The case for CSF heparan sulfate
Experts have studied CSF heparan sulfate in MPS syndromes for decades. The biomarker is consistently linked to neuronopathic MPS progression, and under former CBER Director Peter Marks’ leadership at FDA, it was deemed “reasonably likely” to predict clinical benefit — the statutory standard for accelerated approval. That scientific judgment was reinforced at the Reagan-Udall meeting in February 2024, in peer-reviewed publications, and as recently as June by then-Director of CBER’s Office of Therapeutic Products Nicole Verdun, who was ousted from FDA later that month.
Now, the agency appears to be reopening the debate, questioning whether the surrogate is valid despite 30 years of evidence and consensus among disease experts. This is not a debate over whether the biomarker is mechanistically plausible or tracks with disease, but whether it is validated enough.
What we are seeing is a troubling pattern of mixed messages.
Every year of delay means more irreversible brain damage, more lost skills, and more children who will not live to adulthood.
To the rare disease community, FDA’s apparent renewed hesitation to act on this surrogate endpoint is infuriating, as it suggests the new leadership’s decision-making is being guided by factors other than science. Politics seems likely, as accelerated approval has been inappropriately associated with the COVID-19 vaccine.
Even the recent approval of a viral vector-based rare disease therapy from Precigen, which CBER Director Vinay Prasad held up as an example of flexible standards for rare diseases, could be interpreted as a reluctance to issue an accelerated approval. The therapy was being reviewed for accelerated approval, but was instead granted full approval.
A path forward
What parents like me want is simple: clear, consistent, science-based standards. If FDA believes the evidentiary bar for accelerated approval in rare diseases has changed, it must state that publicly and explain why decades of biomarker research no longer qualifies. Without transparency, families lose faith, investors walk away, and companies retreat from rare disease drug development.
When Cole entered the TAK-609 trial in 2014, I knew it wasn’t a cure. By age four, he was already showing signs of brain damage — loss of words, skills and attention. But my goal was to keep him alive long enough for something better to come along. That something better is now within reach, but only if FDA is willing to say: Yes, CSF heparan sulfate is a viable surrogate endpoint. And yes, accelerated approval is available for MPS therapies that meet this standard.

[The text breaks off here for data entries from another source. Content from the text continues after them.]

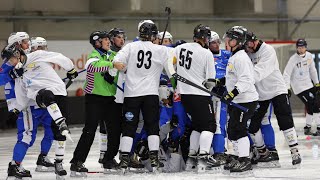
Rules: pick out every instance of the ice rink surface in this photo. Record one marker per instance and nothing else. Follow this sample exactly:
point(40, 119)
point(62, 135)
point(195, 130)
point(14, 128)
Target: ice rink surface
point(310, 167)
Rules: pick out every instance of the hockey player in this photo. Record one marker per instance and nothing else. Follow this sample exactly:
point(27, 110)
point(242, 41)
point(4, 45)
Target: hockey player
point(221, 58)
point(301, 74)
point(167, 39)
point(117, 40)
point(271, 88)
point(99, 98)
point(144, 63)
point(194, 62)
point(241, 89)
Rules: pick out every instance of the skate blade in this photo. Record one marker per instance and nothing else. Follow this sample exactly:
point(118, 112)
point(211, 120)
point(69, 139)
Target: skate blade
point(156, 170)
point(213, 170)
point(137, 170)
point(248, 173)
point(78, 174)
point(44, 169)
point(110, 171)
point(271, 164)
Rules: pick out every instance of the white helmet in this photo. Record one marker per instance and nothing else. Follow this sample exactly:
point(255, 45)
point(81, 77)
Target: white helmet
point(17, 37)
point(144, 21)
point(215, 37)
point(167, 35)
point(38, 41)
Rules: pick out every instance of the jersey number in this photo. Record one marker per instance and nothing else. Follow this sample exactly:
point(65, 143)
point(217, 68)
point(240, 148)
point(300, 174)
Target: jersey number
point(141, 59)
point(185, 58)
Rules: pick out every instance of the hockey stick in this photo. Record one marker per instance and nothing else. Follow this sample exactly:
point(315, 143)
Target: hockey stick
point(186, 81)
point(168, 10)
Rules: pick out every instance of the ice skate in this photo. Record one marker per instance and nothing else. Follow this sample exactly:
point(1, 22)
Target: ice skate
point(317, 133)
point(242, 168)
point(268, 159)
point(232, 160)
point(155, 163)
point(78, 170)
point(110, 167)
point(135, 165)
point(44, 164)
point(296, 158)
point(191, 163)
point(59, 171)
point(18, 172)
point(307, 130)
point(124, 163)
point(207, 163)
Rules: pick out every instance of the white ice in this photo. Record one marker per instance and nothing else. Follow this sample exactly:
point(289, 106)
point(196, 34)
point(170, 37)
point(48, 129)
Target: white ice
point(310, 167)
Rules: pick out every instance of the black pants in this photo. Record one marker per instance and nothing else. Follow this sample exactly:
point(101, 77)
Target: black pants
point(237, 124)
point(149, 106)
point(200, 109)
point(99, 108)
point(63, 106)
point(308, 97)
point(282, 110)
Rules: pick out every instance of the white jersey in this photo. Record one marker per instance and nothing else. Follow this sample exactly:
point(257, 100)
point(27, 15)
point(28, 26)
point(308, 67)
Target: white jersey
point(240, 74)
point(144, 62)
point(39, 73)
point(269, 81)
point(299, 72)
point(196, 64)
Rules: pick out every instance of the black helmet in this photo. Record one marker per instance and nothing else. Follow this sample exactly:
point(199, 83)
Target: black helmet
point(238, 33)
point(251, 37)
point(202, 32)
point(301, 42)
point(97, 35)
point(11, 51)
point(116, 31)
point(148, 30)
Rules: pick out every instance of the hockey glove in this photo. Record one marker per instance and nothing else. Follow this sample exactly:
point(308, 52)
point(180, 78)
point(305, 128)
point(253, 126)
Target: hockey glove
point(228, 97)
point(107, 77)
point(16, 73)
point(72, 74)
point(289, 93)
point(174, 121)
point(13, 115)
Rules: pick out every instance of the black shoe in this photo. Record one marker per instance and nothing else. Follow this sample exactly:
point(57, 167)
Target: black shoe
point(243, 164)
point(232, 160)
point(307, 130)
point(17, 171)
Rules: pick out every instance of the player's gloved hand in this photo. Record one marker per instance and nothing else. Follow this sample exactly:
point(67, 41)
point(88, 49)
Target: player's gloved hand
point(13, 115)
point(107, 77)
point(174, 121)
point(289, 93)
point(72, 74)
point(228, 96)
point(209, 83)
point(221, 81)
point(16, 73)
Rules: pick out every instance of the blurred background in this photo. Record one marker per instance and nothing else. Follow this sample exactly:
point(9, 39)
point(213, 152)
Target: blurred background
point(67, 25)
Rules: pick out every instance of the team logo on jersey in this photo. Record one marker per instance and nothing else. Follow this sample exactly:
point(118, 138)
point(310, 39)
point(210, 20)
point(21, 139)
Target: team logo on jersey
point(129, 116)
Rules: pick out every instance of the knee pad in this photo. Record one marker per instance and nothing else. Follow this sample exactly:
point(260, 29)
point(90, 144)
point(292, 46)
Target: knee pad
point(45, 98)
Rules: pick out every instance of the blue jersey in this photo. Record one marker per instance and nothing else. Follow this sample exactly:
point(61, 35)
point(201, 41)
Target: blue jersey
point(221, 62)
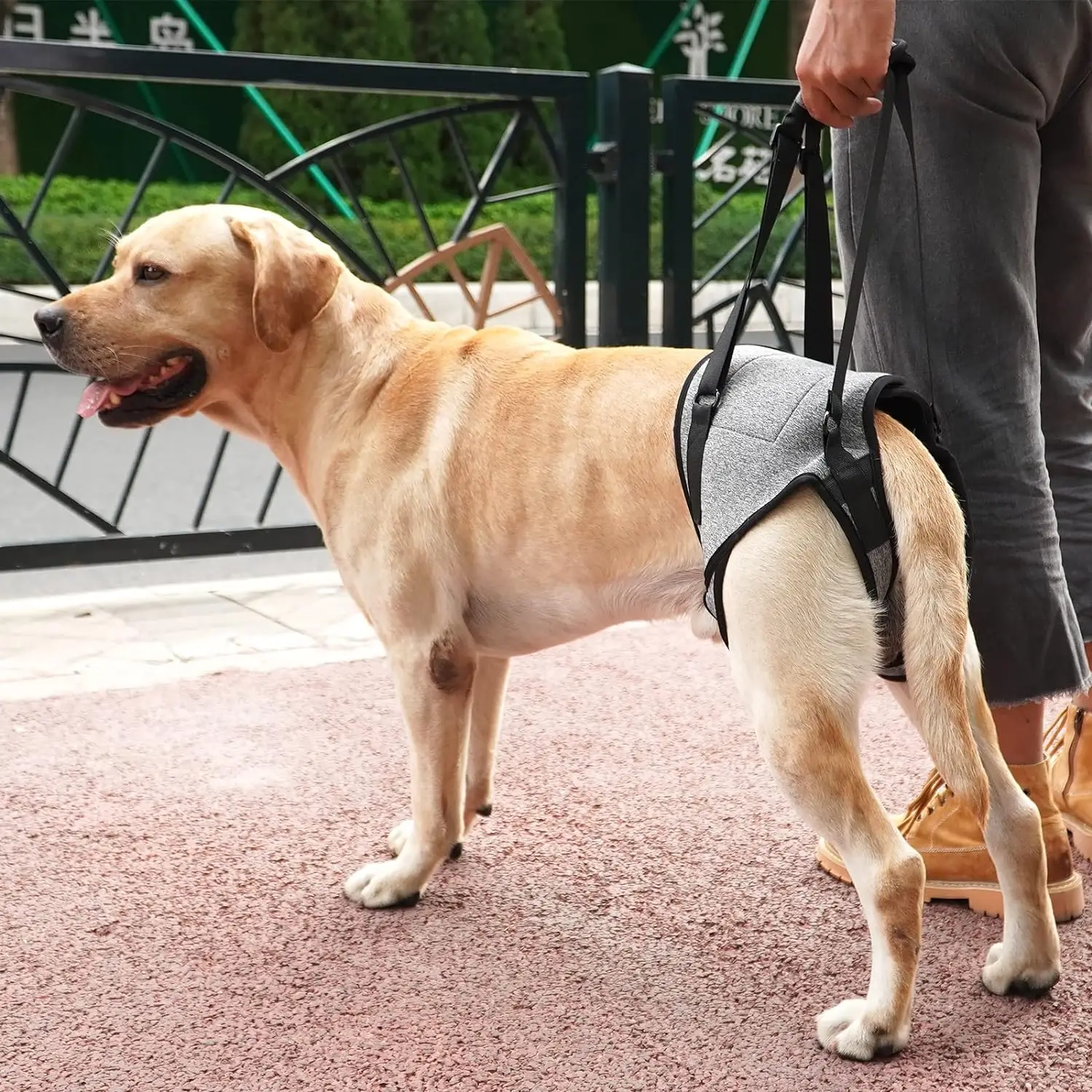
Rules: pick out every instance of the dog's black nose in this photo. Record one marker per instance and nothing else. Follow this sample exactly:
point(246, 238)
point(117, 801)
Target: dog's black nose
point(50, 323)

My son no longer speaks. I haven’t heard his sweet voice in six years. His last word was “Mommy.” The only unethical issue here is withholding safe treatments because the rules keep shifting. Families cannot wait another decade for clarity. The science is here. The children are here. The question is whether FDA will act before it’s too late.
Kim Stephens is executive director of the Muenzer MPS Center at the University of North Carolina at Chapel Hill. She’s also board member emeritus at Project Alive, an MPS II research and advocacy organization where she served as president from 2019 to 2023.
Signed commentaries do not necessarily reflect the views of BioCentury.